Rust and GObject

First all, I’m not a Rust programmer, this is just a point of view of my first impressions about Rust, from documentation of it, and how I see it to use with GObject.

From documentation Rust provides a low level and high level API to access common operations. Provides a set of assumptions to help its great features like automatic memory management, secure and concurrent data access. On high level side, Rust provides a rich set of common collection, iterators, tuples and others.

For GObject interoperability, there is a project , and this too, I found to allow you to use GObject based libraries in Rust, while they depends on other project, or directly on GObject Introspection generated XML files to introspect these C libraries.

I don’t see a GObject equivalent, not jet at least, into Rust. From GNOME developers site, I found an introduction to GObject:

  • A generic type system to register arbitrary single-inherited flat and deep derived types as well as interfaces for structured types. It takes care of creation, initialization and memory management of the assorted object and class structures, maintains parent/child relationships and deals with dynamic implementations of such types. That is, their type specific implementations are relocatable/unloadable during runtime.
  • A collection of fundamental type implementations, such as integers, doubles, enums and structured types, to name a few.
  • A sample fundamental type implementation to base object hierarchies upon – the GObject fundamental type.
  • A signal system that allows very flexible user customization of virtual/overridable object methods and can serve as a powerful notification mechanism.
  • An extensible parameter/value system, supporting all the provided fundamental types that can be used to generically handle object properties or otherwise parameterized types.
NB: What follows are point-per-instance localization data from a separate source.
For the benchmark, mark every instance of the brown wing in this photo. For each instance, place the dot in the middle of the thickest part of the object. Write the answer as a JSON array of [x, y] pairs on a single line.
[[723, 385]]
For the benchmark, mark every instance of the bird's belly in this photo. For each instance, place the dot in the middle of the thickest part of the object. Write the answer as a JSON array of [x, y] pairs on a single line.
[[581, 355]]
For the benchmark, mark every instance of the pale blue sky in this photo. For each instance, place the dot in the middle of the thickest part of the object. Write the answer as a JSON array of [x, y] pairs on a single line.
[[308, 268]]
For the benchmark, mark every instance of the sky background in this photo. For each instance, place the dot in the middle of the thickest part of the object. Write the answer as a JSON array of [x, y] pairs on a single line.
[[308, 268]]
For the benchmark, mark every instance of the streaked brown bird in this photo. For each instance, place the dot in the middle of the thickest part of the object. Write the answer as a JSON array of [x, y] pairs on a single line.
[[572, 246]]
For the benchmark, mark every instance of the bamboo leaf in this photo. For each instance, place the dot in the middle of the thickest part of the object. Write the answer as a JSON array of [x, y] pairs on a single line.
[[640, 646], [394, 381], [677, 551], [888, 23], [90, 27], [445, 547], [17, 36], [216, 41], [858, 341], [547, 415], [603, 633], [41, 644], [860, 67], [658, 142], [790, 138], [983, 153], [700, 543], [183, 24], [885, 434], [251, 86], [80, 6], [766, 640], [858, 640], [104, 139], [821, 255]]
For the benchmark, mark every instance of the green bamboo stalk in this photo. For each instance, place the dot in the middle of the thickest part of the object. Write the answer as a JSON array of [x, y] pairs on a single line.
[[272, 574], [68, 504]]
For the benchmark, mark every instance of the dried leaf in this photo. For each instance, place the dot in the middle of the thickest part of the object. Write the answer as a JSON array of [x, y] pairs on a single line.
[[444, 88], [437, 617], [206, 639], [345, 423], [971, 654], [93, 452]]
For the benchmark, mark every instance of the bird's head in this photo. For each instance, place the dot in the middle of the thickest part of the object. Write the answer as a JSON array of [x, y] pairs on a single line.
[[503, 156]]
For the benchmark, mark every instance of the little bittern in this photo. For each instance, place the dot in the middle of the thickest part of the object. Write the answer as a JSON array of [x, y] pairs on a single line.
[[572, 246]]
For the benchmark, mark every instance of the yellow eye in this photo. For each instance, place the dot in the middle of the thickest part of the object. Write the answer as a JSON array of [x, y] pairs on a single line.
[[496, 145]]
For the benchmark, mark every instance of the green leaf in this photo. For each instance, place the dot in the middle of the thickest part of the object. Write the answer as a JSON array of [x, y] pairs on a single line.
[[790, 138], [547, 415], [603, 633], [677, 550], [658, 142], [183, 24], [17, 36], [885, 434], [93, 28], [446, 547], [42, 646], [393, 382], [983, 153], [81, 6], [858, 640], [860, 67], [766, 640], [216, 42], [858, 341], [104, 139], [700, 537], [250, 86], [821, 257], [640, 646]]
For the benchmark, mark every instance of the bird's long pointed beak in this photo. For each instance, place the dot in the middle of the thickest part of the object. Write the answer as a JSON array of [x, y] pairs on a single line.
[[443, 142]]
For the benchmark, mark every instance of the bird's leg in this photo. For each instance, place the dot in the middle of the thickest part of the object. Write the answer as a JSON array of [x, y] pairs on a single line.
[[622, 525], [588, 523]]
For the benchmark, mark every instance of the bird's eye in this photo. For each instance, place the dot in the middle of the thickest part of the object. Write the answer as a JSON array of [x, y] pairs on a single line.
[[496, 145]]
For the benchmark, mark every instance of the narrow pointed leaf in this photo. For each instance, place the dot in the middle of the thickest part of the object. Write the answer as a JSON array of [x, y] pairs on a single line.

One of the most powerful features on GObject is C, but at the same time it its weakest one, because GObject through GObject Introspection makes easy to create bindings to any languages, including Rust. But is hard to write code for GObject classes and interfaces. GObject provides an Object Oriented programing paradigm to C.

I don’t think any one is thinking to rewrite GObject based libraries to Rust, because you can. Then lets put this option aside for a moment.

While Rust have great features, I would like to find a way to write a Rust library and share it through GObject Introspection GIR, making it available to other languages at day 0. Just remember GObject Introspection, is better suitable for GObject based libraries.

I don’t find in Rust a direct GInterface equivalent, no classes, no object properties and signals, no error reporting equivalent to GError. All of them are getting in, by bindings from GLib, GObject and GIO libraries, written in C, using GIR. I don’t think any one will re-write that libraries to Rust.

GObject bindings to Rust are not stable jet and may mature enough in a few years, depending on demand, resources and their use in new written code.

My personal conclusion
  • GNOME will relay on GObject for next 5 to 10 years.
  • GObject will be improved and maintained in same period.
  • GObject Introspection will be a vehicle to easy access C libraries from other languages, including Rust.
  • Rust will grow and hope they’ll add object oriented mechanisms equivalent to GObject/GInterface, in order to provide equivalent more secure and concurrent safe API to create new libraries.
  • C language, will be here for next 20 years, but may gradually delegated to raw operations.

 

Author: despinosa

Linux and GNOME user, full time, since 2001. Actual maintainer of GXml and contributor to other projects mainly on GObject Introspection support.

One thought on “Rust and GObject”

  1. Adding object-oriented mechanisms to Rust would be a disaster. The OOP paradigm itself causes issues like rampant cache misses and code redundancy, requiring ever-increasing cache sizes to attain reasonable performance. Instead, what Rust is currently doing with a data-oriented design is much more efficient, and you can still accomplish everything that you’re doing with OOP, but with increased flexibility. You simply have to learn how to accomplish the tasks using a protocol/trait-oriented approach, which provides ad-hoc polymorphism. Signals, for example, can be achieved by having your method/function take another function as the input argument.

    If you can write something in C, you can also write something in Rust. What you’re looking for specifically is not related to Rust but access to GNOME-specific APIs on Rust. This can be done either by utilizing an existing binding, improving upon existing bindings, or by simply importing the C libraries and using the functions and data structures that you want via the FFI. If you want to export your Rust library to other languages, then you can just export a C ABI for your public functions. Existing bindings may be lacking for Rust simply because there hasn’t been much want or need for them, as it’s largely exclusive to GNOME developers.

    As for delegating C to raw operations, C is no more relevant for raw operations than Rust, which is capable of achieving the same low level raw operations that you can do with C, and to an extent even lower level than C as it integrates directly with LLVM primitives. You may check out the #[no_std] section of Rust, for example, which is lower level than C itself.